Imam Syafii rahimahullah Berkata:
Disunnahkan membaca al-Qur’an kepada mayit yang telah di kubur. Jika sampai khatam al-Qur’an, maka itu lebih baik. (Yahya bin Syaraf an-Nawawi w. 676 H, Riyadh as-Shalihin, h. 295)
Adapun pendapat Imam Nawawi rahimahullah:
وأما قراءة القرآن، فالمشهور من مذهب الشافعي، أنه لا يصل ثوابها إلى الميت، وقال بعض أصحابه: يصل ثوابها إلى الميت
Untuk bacaan al-Quran, pendapat yang masyhur dalam madzhab as-Syafii, bahw aitu tidak sampai pahalanya kepada mayit. Sementara sebagian ulama syafiiyah mengatakan, pahalanya sampai kepada mayit. (Syarh Shahih Muslim, 1/90).

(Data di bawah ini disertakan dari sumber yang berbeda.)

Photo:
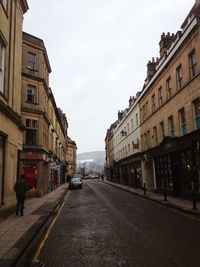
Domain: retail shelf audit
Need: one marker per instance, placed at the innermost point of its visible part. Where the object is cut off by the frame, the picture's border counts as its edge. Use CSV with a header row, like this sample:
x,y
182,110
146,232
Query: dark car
x,y
75,182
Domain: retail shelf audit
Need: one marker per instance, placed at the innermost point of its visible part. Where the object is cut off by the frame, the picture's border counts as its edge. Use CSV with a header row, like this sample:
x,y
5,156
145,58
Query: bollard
x,y
165,194
37,263
145,190
194,200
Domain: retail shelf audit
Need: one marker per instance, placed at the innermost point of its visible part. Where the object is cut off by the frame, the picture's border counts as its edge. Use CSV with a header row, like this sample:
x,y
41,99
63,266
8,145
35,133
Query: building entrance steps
x,y
23,228
184,205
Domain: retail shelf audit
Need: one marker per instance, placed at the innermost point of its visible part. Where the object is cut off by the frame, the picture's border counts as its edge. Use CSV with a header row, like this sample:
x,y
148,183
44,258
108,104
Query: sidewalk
x,y
177,203
16,232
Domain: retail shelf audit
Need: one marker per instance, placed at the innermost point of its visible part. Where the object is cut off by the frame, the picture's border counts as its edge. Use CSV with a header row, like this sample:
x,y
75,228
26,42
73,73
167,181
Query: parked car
x,y
75,182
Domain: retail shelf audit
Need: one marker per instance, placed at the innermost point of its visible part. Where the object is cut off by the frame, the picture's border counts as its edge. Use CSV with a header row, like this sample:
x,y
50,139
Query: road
x,y
101,225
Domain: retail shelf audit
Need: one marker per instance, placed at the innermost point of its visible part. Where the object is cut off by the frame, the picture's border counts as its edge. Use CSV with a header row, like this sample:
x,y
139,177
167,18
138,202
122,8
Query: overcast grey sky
x,y
98,51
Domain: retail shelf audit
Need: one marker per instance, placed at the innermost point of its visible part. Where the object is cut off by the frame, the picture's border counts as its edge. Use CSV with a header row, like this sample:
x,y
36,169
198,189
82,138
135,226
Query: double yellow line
x,y
42,243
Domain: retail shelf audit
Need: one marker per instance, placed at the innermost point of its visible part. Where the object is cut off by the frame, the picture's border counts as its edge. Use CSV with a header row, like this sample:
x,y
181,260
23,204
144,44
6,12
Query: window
x,y
179,76
193,63
31,61
162,130
31,132
171,126
2,65
31,94
183,128
128,129
196,104
160,96
169,87
153,103
155,136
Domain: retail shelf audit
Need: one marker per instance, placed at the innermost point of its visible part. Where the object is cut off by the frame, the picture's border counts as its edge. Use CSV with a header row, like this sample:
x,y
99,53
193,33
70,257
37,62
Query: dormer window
x,y
31,61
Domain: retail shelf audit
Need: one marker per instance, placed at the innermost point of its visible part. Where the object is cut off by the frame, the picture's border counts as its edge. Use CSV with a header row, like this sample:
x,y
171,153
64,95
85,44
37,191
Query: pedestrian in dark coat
x,y
20,189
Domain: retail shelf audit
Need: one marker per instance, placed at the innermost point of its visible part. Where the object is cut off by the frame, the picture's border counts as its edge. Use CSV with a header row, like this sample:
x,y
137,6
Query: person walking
x,y
20,190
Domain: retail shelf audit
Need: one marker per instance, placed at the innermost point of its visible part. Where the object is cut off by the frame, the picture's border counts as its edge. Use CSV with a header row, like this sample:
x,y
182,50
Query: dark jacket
x,y
20,187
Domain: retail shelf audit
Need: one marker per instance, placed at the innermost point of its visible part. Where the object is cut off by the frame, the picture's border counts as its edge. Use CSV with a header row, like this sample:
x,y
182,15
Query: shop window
x,y
131,124
153,103
162,130
31,132
171,126
179,77
155,136
2,65
5,3
2,165
193,63
196,105
136,119
186,168
31,61
160,96
31,94
169,87
183,127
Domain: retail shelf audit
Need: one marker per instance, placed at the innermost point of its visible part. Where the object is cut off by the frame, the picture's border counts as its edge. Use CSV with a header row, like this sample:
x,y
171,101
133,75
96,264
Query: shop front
x,y
35,166
128,171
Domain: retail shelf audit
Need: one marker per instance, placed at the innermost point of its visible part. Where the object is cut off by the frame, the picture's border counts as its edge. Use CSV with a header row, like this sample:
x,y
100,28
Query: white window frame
x,y
31,94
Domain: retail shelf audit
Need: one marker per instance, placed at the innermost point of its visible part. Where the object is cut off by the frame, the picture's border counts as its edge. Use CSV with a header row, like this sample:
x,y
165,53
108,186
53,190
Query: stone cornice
x,y
13,116
24,5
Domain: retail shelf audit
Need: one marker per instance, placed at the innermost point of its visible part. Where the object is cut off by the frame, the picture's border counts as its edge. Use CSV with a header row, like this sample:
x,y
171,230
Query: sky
x,y
98,51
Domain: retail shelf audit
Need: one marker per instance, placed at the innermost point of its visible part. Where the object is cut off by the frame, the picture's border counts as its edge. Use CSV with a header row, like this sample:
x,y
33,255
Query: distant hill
x,y
95,155
91,162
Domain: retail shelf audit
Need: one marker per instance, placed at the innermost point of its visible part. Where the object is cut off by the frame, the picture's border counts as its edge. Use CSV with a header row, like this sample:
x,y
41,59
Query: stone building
x,y
11,126
44,144
169,117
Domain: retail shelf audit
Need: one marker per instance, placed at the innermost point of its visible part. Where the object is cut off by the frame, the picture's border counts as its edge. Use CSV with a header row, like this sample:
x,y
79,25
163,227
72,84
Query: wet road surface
x,y
103,226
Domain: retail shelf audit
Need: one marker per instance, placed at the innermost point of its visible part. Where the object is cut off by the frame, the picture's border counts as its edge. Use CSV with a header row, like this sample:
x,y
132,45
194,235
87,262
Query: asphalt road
x,y
103,226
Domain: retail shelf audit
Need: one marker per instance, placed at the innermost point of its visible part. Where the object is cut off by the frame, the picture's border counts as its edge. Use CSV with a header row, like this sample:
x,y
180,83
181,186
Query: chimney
x,y
151,68
165,42
120,115
131,101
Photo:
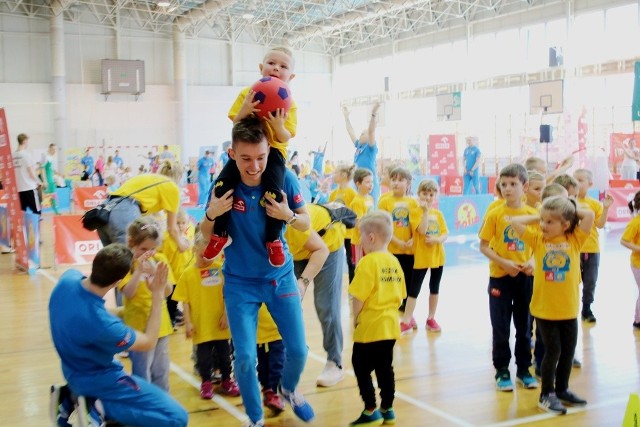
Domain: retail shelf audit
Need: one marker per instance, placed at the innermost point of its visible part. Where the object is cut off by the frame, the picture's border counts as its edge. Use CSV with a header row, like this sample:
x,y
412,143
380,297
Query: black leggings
x,y
417,277
375,356
272,182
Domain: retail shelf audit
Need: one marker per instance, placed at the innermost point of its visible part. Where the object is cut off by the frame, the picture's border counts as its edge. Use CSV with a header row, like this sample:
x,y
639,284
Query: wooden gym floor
x,y
442,379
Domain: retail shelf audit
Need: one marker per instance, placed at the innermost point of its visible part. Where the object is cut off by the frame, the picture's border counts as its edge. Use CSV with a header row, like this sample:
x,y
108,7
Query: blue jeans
x,y
327,293
472,180
153,365
242,300
130,400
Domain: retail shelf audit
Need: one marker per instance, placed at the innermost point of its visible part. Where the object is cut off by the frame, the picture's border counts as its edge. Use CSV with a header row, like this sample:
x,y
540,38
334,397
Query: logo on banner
x,y
100,196
87,247
467,215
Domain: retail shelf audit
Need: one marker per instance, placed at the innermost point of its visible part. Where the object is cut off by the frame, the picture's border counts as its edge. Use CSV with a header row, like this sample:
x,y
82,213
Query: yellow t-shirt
x,y
178,261
164,196
320,218
267,329
503,239
137,308
379,284
201,288
631,234
556,281
430,256
361,205
406,216
290,123
592,245
344,196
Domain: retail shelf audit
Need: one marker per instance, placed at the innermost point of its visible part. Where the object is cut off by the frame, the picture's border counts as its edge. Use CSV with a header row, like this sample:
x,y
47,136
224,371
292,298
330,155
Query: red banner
x,y
16,219
442,155
72,243
89,197
619,210
189,195
616,152
623,183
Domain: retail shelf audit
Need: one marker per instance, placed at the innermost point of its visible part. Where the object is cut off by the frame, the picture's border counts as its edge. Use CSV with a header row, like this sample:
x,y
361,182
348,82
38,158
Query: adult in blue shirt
x,y
87,352
204,177
249,278
471,160
366,148
318,159
87,161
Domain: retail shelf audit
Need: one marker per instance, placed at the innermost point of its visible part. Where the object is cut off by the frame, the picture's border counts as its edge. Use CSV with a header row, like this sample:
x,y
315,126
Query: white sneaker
x,y
331,375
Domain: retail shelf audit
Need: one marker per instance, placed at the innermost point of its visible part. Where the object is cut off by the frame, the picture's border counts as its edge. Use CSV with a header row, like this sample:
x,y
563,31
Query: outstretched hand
x,y
278,210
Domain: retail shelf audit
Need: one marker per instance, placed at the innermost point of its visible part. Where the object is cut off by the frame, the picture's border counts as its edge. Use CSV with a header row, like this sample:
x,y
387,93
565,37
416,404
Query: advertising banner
x,y
73,244
16,218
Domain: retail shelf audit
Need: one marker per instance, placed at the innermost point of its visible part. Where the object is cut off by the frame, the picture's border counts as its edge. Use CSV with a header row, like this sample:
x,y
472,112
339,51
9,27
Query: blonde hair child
x,y
178,261
205,319
555,301
143,238
376,290
361,204
406,216
432,232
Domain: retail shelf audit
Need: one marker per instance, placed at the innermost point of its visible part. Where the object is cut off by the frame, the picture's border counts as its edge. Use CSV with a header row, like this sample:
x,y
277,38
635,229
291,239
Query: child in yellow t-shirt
x,y
590,252
280,128
270,360
377,290
631,240
564,228
361,204
510,282
205,320
406,216
143,238
344,194
178,261
431,234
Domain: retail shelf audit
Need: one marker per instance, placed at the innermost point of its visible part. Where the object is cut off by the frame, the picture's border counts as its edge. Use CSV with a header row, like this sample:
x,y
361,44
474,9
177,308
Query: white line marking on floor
x,y
221,401
407,398
547,416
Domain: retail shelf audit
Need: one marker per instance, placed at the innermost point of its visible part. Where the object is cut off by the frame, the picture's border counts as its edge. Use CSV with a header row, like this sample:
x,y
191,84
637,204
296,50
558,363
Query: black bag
x,y
339,213
98,216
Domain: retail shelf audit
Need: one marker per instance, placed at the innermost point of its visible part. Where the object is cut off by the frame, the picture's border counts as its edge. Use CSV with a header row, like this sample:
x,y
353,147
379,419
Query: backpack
x,y
339,213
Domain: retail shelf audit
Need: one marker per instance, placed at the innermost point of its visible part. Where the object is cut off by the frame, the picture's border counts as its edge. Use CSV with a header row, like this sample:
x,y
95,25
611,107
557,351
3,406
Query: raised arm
x,y
373,121
347,122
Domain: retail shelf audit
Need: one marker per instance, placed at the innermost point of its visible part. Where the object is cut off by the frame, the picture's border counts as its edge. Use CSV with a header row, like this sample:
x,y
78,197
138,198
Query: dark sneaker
x,y
206,390
569,398
526,380
60,405
215,246
275,250
503,380
587,316
551,403
373,419
301,407
388,415
272,401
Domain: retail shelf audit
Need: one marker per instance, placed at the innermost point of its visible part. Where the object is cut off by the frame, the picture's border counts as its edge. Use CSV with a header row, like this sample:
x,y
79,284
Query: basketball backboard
x,y
546,97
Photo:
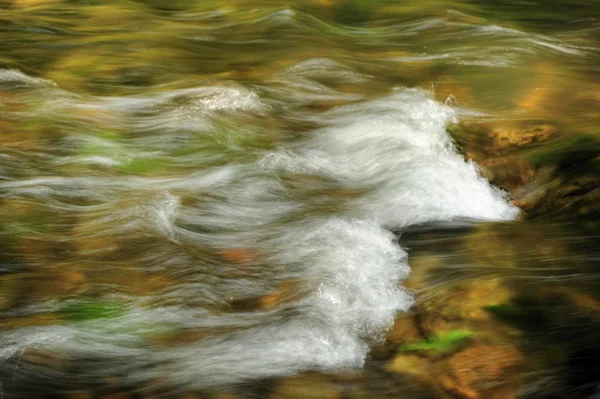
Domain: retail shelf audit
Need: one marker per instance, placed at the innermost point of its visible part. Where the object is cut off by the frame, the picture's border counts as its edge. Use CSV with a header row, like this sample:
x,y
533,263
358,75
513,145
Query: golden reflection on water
x,y
100,108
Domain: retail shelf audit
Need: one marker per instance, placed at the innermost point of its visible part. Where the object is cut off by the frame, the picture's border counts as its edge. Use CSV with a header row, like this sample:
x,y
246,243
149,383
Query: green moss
x,y
444,343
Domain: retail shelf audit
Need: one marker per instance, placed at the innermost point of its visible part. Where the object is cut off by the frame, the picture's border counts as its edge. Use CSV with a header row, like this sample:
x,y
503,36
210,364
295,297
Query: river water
x,y
341,199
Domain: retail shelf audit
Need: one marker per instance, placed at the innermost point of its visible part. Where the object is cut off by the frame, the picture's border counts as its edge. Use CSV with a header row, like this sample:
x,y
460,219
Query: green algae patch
x,y
92,310
443,343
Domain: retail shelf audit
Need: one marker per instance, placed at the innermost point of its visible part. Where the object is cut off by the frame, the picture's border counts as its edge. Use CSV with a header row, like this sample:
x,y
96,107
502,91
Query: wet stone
x,y
308,386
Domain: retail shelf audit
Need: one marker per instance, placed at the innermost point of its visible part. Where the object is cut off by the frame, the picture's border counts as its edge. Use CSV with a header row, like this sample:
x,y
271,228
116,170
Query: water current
x,y
197,196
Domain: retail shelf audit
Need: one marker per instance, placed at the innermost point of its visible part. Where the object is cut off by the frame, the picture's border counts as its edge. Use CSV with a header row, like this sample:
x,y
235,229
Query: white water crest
x,y
317,210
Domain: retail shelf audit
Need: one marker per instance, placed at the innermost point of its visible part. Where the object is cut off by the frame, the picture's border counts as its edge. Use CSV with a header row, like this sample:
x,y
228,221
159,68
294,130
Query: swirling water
x,y
198,196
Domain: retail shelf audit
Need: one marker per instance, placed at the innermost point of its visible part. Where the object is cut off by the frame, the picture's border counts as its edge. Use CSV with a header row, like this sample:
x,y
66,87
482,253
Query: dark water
x,y
318,199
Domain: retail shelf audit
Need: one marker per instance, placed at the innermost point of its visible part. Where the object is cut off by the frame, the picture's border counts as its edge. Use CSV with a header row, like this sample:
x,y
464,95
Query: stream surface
x,y
342,199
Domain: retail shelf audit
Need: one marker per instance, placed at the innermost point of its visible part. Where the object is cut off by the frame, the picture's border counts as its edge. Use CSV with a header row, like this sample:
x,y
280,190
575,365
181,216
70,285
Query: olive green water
x,y
100,133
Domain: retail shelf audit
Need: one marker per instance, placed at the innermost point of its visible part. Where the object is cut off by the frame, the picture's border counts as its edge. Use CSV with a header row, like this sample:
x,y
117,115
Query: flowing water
x,y
342,199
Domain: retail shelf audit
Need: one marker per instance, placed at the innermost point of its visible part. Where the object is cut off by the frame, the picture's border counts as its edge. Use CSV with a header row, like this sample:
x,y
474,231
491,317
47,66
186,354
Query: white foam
x,y
348,264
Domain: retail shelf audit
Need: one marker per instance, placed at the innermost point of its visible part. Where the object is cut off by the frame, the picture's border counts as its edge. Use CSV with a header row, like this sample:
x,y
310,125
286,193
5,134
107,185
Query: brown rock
x,y
405,329
306,386
482,371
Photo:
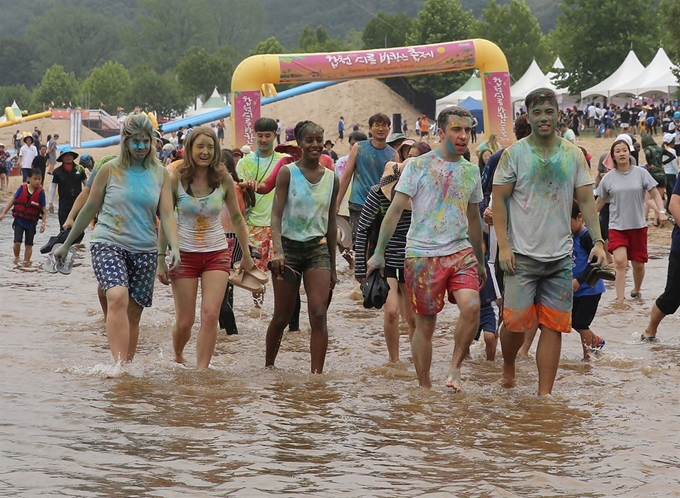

Salah satu ulama Syafiiyah yang sangat tegas menyatakan bahwa itu tidak sampai adalah al-Hafidz Ibnu Katsir, penulis kitab tafsir.
Kata Ibnu Katsir,
ومن وهذه الآية الكريمة استنبط الشافعي، رحمه الله، ومن اتبعه أن القراءة لا يصل إهداء ثوابها إلى الموتى؛ لأنه ليس من عملهم ولا كسبهم
“Dari ayat ini, Imam as-Syafii – rahimahullah – dan ulama yang mengikuti beliau menyimpulkan, bahwa menghadiahkan pahala bacaan al-Quran tidak sampai kepada mayit. Karena itu bukan bagian dari amal mayit maupun hasil kerja mereka. (Tafsir Ibnu Katsir, 7/465).
Dari perkara diatas kita dapat simpulkan adalah, perkara ini merupakan perkara ikhtilaf ulama yang tidak perlu diperdebatkan. Kenapa begitu? karena pertama, Imam Nawawi sendiri selaku muridnya Imam Syafii ikhtilaf dengan pendapat gurunya. Kedua, dua-duanya ada rujukannya baik melakukan dan meninggalkan. Dengan demikian kita dapat pahami bahwa hujatan kepada Teuku Wisnu selaku presenter adalah salah objek, begitu juga dengan sebutan "ustadz" yang oleh Teuku Wisnu sendiri menyangkalnya. Semoga dapat membuka mata kita semua, wallahualam.